The day before serving them, you want to run cold water over them in the sink to rinse the salt-glaze off while they are still frozen. Next, place them in a leakproof container in the fridge over night.  

The next day, about half an hour before you want to cook them, take out the container and and let them get close to room temperature. They are already cooked, so you just need to warm them up (the butter is what warms up your bite).  Set your oven to a Warm, or Low setting and only cook what you are going to use right away, and keep the rest in the warm oven. Rather than putting the entire mound on the table, take them straight to the plates.

Hot butter is the key to heating up the crab for every succulent bite.  Keep hot butter on the stove during the entire meal process. Every time you dip the crab into the butter, the crab is pulling some of the heat out, so you want to keep the butter refreshed. 

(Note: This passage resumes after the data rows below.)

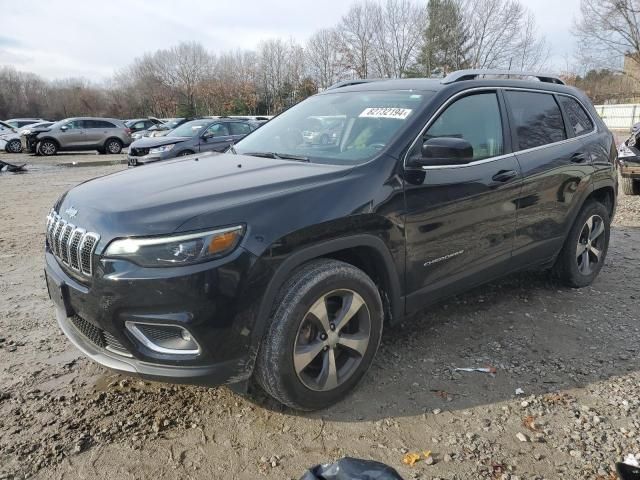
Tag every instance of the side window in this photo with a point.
(239, 128)
(476, 119)
(578, 118)
(537, 119)
(216, 130)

Now, pre-Covid, each individual could just keep refreshing the butter from the serving bowl on the table, but with serving guidelines you really want to have one ladle coming from the pot, and try to have one individual warm up each person's butter bowl.

Surf and Turf will have King Crab available this year, and we are currently taking pre-orders. The general rule of thumb is one to two pounds per person (based on pre-shelled weight), but if you have family and friends like mine, you may count on three pounds for those who will eat more than others. Please visit our products page to place your pre-order now!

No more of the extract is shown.